The government of Uganda is clamping down on opposition forces of Bobi Wine and Kizza Besigye, who allegedly are discussing to join forces to oust current long-term president Museveni. The use of tear gas and rubber bullets is a long-running trend, and has become almost standard treatment of police towards critics. At the end of April 2019, Wine got arrested for escaping preventive house arrest. Two weeks later, a Ugandan court granted him bail.

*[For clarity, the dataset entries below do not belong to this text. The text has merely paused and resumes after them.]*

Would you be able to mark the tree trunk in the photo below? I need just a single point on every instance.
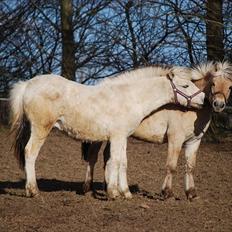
(68, 44)
(214, 30)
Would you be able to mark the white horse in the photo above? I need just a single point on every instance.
(111, 110)
(178, 127)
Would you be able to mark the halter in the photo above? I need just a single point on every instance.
(177, 91)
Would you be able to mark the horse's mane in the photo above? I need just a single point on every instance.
(148, 72)
(198, 72)
(224, 68)
(212, 68)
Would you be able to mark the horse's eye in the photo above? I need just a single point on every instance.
(185, 86)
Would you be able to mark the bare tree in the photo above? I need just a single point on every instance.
(214, 30)
(68, 45)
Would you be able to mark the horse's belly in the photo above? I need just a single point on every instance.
(77, 131)
(154, 135)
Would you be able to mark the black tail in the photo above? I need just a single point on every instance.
(23, 133)
(85, 150)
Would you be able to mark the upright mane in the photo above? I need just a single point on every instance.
(148, 72)
(213, 69)
(224, 68)
(202, 70)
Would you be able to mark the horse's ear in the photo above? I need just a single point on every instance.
(170, 75)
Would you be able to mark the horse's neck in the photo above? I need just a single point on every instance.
(155, 94)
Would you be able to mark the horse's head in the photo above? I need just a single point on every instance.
(220, 86)
(185, 92)
(215, 80)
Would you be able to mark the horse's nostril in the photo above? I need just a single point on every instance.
(215, 104)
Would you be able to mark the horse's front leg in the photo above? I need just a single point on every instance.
(174, 148)
(117, 147)
(190, 156)
(91, 158)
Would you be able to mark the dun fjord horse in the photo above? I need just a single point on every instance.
(178, 127)
(111, 110)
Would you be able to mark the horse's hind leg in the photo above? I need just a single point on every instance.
(174, 148)
(92, 155)
(117, 147)
(190, 156)
(32, 148)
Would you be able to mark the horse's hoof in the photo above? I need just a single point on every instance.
(127, 194)
(87, 186)
(32, 191)
(112, 194)
(167, 193)
(191, 194)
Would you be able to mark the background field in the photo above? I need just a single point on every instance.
(62, 207)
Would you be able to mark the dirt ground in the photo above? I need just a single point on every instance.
(62, 207)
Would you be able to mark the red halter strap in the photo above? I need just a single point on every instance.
(177, 91)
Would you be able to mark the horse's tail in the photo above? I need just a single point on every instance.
(85, 150)
(19, 122)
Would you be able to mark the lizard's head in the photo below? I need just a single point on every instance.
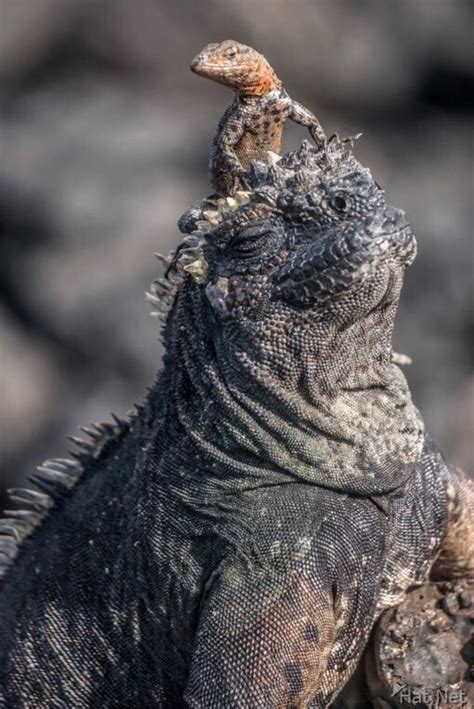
(310, 246)
(236, 65)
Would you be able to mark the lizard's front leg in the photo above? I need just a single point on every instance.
(301, 115)
(225, 169)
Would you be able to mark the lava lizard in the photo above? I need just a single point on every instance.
(233, 543)
(252, 124)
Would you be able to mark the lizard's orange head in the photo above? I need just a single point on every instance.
(238, 66)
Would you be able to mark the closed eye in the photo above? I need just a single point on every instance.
(250, 240)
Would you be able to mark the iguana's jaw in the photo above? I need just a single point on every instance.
(324, 267)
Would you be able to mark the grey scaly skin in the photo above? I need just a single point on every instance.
(253, 122)
(233, 544)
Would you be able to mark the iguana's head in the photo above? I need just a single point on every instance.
(237, 66)
(311, 246)
(281, 349)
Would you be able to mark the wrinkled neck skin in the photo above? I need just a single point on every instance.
(317, 403)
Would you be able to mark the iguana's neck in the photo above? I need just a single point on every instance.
(321, 405)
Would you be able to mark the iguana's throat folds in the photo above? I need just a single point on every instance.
(321, 406)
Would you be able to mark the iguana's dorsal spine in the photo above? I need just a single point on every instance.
(53, 479)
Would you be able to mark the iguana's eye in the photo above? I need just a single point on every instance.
(340, 202)
(250, 240)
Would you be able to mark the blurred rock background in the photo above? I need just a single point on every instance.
(104, 142)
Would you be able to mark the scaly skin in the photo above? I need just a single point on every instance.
(252, 124)
(234, 544)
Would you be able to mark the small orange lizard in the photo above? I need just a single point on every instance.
(253, 122)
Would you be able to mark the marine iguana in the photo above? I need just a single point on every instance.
(252, 124)
(233, 544)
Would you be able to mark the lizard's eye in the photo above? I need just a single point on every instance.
(231, 52)
(340, 202)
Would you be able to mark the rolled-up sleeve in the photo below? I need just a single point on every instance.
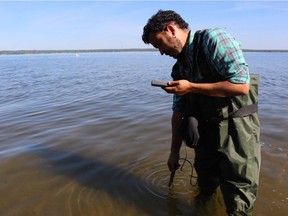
(226, 56)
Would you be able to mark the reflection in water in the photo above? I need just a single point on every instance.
(100, 176)
(71, 145)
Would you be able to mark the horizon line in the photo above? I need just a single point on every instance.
(48, 51)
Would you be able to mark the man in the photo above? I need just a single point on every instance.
(211, 80)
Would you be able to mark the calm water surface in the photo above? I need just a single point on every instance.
(88, 135)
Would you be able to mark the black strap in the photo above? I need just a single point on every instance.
(244, 111)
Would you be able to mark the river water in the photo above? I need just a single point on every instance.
(87, 135)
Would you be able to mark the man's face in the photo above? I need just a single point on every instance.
(166, 43)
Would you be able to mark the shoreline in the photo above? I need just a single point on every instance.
(21, 52)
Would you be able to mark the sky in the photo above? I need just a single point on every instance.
(57, 25)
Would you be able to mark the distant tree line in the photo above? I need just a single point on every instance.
(15, 52)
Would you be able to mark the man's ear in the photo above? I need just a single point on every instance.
(171, 28)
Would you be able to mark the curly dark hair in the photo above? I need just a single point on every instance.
(159, 21)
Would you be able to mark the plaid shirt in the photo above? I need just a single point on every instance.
(224, 57)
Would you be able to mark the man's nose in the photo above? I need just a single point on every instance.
(161, 51)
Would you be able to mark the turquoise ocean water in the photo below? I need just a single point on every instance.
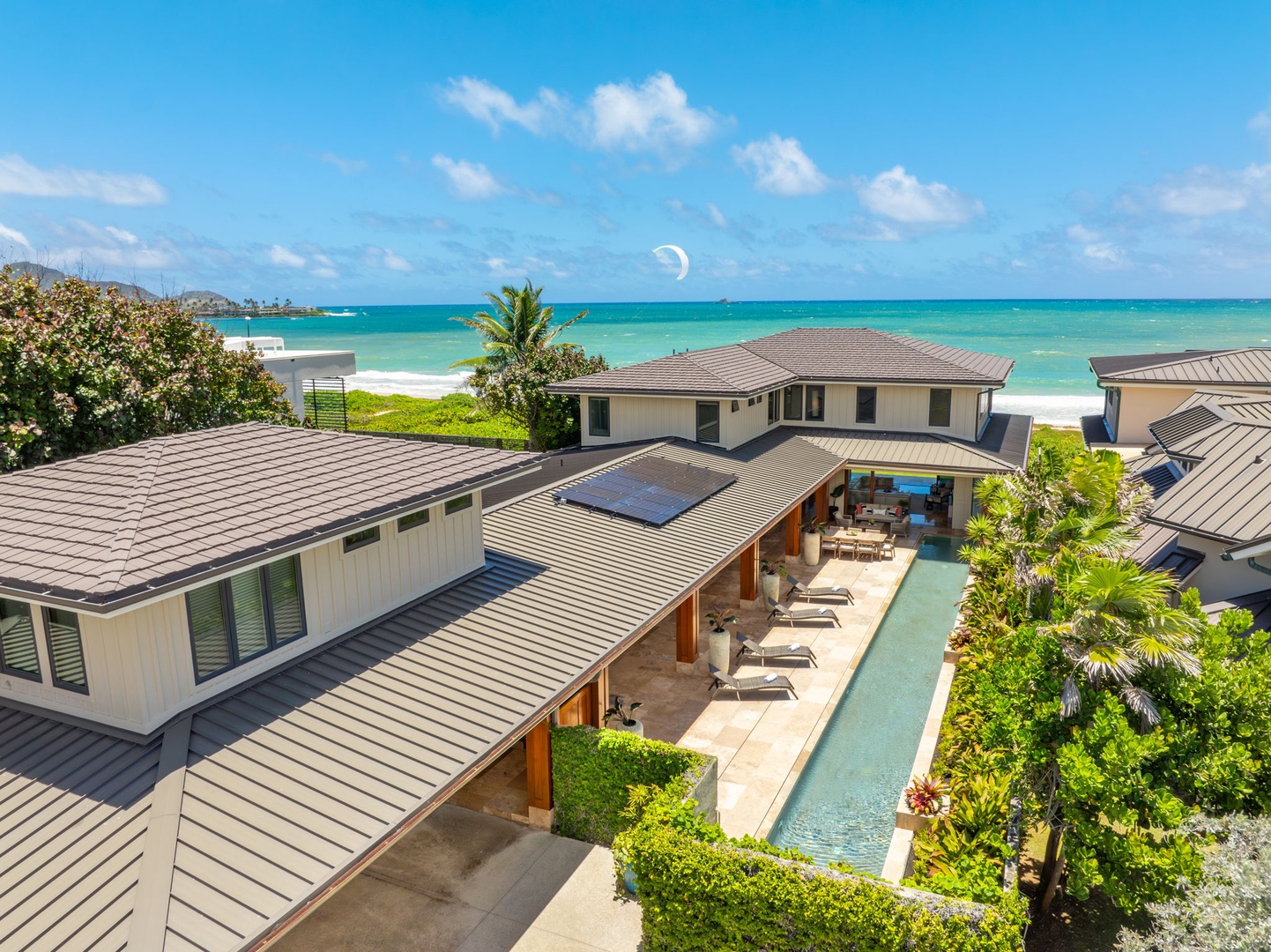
(408, 348)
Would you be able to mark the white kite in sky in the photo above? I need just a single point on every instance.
(684, 258)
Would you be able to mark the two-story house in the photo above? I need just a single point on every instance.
(1210, 474)
(882, 402)
(242, 662)
(1139, 388)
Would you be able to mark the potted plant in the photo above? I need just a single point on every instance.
(770, 580)
(717, 638)
(811, 532)
(623, 715)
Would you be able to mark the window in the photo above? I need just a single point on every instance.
(244, 617)
(65, 650)
(938, 412)
(411, 521)
(708, 422)
(867, 405)
(364, 537)
(598, 416)
(793, 408)
(18, 655)
(815, 403)
(459, 503)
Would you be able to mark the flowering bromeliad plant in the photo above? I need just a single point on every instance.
(925, 794)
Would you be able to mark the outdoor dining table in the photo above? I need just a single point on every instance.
(870, 537)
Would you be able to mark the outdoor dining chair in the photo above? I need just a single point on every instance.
(726, 681)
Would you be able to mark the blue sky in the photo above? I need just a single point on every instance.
(423, 152)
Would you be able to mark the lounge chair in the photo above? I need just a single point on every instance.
(726, 681)
(820, 591)
(819, 614)
(773, 651)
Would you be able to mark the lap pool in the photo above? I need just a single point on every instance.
(843, 806)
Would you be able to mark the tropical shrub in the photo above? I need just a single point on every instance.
(519, 391)
(84, 370)
(594, 773)
(1228, 908)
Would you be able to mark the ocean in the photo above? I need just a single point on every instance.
(410, 348)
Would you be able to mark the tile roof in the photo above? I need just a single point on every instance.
(1247, 366)
(114, 525)
(839, 353)
(1003, 446)
(290, 782)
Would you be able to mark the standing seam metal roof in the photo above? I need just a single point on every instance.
(291, 779)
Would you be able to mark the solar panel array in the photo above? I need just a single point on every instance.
(649, 489)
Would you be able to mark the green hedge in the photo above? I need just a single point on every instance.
(710, 897)
(592, 773)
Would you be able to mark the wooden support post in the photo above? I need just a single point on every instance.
(792, 540)
(750, 572)
(687, 629)
(538, 765)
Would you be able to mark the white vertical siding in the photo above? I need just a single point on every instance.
(140, 662)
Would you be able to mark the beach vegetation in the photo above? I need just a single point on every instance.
(84, 370)
(519, 391)
(454, 414)
(1111, 713)
(517, 327)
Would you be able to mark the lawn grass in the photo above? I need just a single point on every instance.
(454, 414)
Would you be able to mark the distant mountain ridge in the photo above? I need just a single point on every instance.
(48, 278)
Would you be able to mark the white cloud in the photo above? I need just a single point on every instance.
(79, 244)
(1104, 253)
(468, 181)
(781, 167)
(13, 235)
(902, 197)
(347, 167)
(486, 102)
(19, 177)
(285, 257)
(1205, 191)
(651, 117)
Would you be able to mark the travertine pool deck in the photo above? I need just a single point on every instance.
(762, 739)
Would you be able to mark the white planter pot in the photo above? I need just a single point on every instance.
(772, 586)
(636, 727)
(811, 548)
(718, 644)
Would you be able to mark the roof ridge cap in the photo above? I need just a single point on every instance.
(121, 544)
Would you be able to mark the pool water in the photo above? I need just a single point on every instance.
(843, 806)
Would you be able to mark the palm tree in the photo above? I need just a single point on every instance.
(517, 328)
(1120, 623)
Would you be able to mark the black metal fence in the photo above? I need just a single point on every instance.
(489, 443)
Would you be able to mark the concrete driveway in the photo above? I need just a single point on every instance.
(463, 881)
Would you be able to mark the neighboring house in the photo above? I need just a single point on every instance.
(1139, 388)
(1210, 473)
(242, 662)
(314, 379)
(879, 400)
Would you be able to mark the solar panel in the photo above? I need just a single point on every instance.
(650, 489)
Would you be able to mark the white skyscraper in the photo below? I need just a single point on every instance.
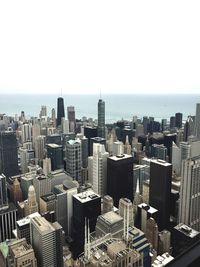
(197, 121)
(26, 132)
(99, 169)
(189, 209)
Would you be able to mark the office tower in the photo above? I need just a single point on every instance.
(139, 242)
(26, 132)
(46, 239)
(126, 210)
(64, 207)
(47, 203)
(178, 119)
(23, 227)
(176, 159)
(21, 254)
(101, 118)
(46, 166)
(120, 177)
(84, 151)
(163, 260)
(152, 232)
(54, 138)
(107, 251)
(172, 122)
(99, 169)
(73, 159)
(53, 117)
(145, 212)
(108, 204)
(109, 222)
(8, 219)
(96, 140)
(118, 148)
(16, 192)
(188, 128)
(160, 190)
(164, 240)
(3, 193)
(159, 151)
(189, 207)
(26, 181)
(65, 126)
(141, 173)
(43, 111)
(60, 110)
(23, 159)
(86, 206)
(71, 118)
(42, 185)
(183, 237)
(197, 121)
(127, 147)
(8, 154)
(31, 205)
(90, 132)
(55, 153)
(40, 142)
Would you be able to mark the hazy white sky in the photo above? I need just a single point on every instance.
(84, 46)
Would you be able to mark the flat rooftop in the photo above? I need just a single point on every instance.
(111, 217)
(86, 196)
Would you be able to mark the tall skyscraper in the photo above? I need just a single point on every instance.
(8, 154)
(3, 193)
(101, 118)
(60, 110)
(178, 118)
(31, 205)
(73, 159)
(8, 220)
(99, 169)
(86, 206)
(189, 209)
(120, 177)
(71, 118)
(197, 121)
(160, 190)
(46, 239)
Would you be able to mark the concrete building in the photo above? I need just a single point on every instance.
(46, 239)
(73, 159)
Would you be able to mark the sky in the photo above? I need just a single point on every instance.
(82, 47)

Wine, who has a huge support base, especially among Uganda’s youth, stated that Museveni has switched tactics to silence him. “All the music sound service providers, stage service providers, music promoters have been ordered not to work with me… the regime is trying to attack me from multiple fronts.” Reuters reported that security forces cancelled 124 of his concerts since he joined parliament in 2017

Lately, however, the opposition has taken another turn. Besigye called on his supporters to rise up like the protesters in Sudan rather than wait for the next election in 2021. Besigye has tried to defeat Museveni through the ballot box four times without result. In the 2001 and 2006 elections, the Supreme Court cited significant irregularities, but still uphold the results. In an interview with African Arguments, Wine agrees that a Sudan-style uprising is necessary, but he falls short of calling for it outright because of the different context. In Uganda, protest movement need to figure out how to bridge certain divides, between middle class and urban underclass, between urban and rural, between tribes, and between the north and the south. Additionally, Uganda still receives unrelenting support from western donors, something Sudan could not rely upon in its time of crisis.